In other words, 18,000 supposed "intervention" teachers became "control" teachers! In plainer terms, they switched from being part of the solution to being part of the problem. Although maybe not, because as Sandefur et. al showed, the government administered contract teachers had no positive impact on outcomes.

In sum, the Sandefur et. al paper shows that while small scale contract teacher RCTs produced modest but positive results, it is not likely those results will survive scaling and government administration.

So what to do? Well Justin & Mwangi along with Tessa Bold and Germano Mwabu have another paper that points to what I believe is the solution at least in the short and medium term. They show that in Kenya, being in a private school raises test scores by one full standard deviation relative to public schools, other relevant factors held constant (this is not an RCT but rather uses "observational" data).
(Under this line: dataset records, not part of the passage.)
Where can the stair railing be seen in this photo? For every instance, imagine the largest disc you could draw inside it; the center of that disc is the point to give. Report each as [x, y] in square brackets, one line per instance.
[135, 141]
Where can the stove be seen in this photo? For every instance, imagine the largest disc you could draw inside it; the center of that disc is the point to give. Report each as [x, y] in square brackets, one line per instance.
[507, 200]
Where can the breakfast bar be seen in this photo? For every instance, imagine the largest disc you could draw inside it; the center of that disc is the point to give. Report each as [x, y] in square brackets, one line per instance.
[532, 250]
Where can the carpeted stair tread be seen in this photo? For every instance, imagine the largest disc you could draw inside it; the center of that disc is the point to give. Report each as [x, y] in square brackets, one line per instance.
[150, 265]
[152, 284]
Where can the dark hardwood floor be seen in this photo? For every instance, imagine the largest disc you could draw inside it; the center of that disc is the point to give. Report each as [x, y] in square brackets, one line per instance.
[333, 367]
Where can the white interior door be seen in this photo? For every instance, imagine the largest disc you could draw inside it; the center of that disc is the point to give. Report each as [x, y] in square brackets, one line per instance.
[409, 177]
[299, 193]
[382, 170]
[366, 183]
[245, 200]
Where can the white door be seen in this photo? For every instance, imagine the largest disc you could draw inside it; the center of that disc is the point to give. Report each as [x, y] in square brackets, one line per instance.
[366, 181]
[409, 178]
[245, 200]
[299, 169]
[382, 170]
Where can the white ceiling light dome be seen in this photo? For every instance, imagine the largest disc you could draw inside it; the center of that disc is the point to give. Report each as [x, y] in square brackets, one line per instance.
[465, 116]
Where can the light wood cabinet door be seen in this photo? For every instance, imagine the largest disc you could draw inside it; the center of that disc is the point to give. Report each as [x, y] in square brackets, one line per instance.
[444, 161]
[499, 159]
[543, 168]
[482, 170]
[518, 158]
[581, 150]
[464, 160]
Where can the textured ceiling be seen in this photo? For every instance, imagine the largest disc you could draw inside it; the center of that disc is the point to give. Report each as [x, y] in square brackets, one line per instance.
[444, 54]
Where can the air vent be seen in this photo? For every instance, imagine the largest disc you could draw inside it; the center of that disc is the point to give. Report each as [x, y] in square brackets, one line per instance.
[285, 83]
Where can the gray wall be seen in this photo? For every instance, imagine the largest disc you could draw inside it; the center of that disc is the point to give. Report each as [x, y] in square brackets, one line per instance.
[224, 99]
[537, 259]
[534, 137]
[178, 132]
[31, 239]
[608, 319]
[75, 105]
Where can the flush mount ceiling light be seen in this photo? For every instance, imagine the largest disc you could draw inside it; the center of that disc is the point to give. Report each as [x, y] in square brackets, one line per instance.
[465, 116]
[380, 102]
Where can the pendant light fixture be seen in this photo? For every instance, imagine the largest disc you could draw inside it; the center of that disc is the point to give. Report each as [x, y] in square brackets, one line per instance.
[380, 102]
So on the one hand we have these interventions in public schools that raise outcomes by a couple tenths of a standard deviation when implemented on a small scale by NGOs and that may will have no effect when scaled up and implemented by governments.

On the other hand we have an institution (private schools) that raises test scores dramatically more by effectively solving the teacher accountability problems that seem to be behind the outcome problems in public schools in Kenya and other developing countries.

Let me channel Milton Friedman and James Tooley and suggest expanded private schooling with a public voucher program as potentially the greatest pay-off educational intervention available in such situations.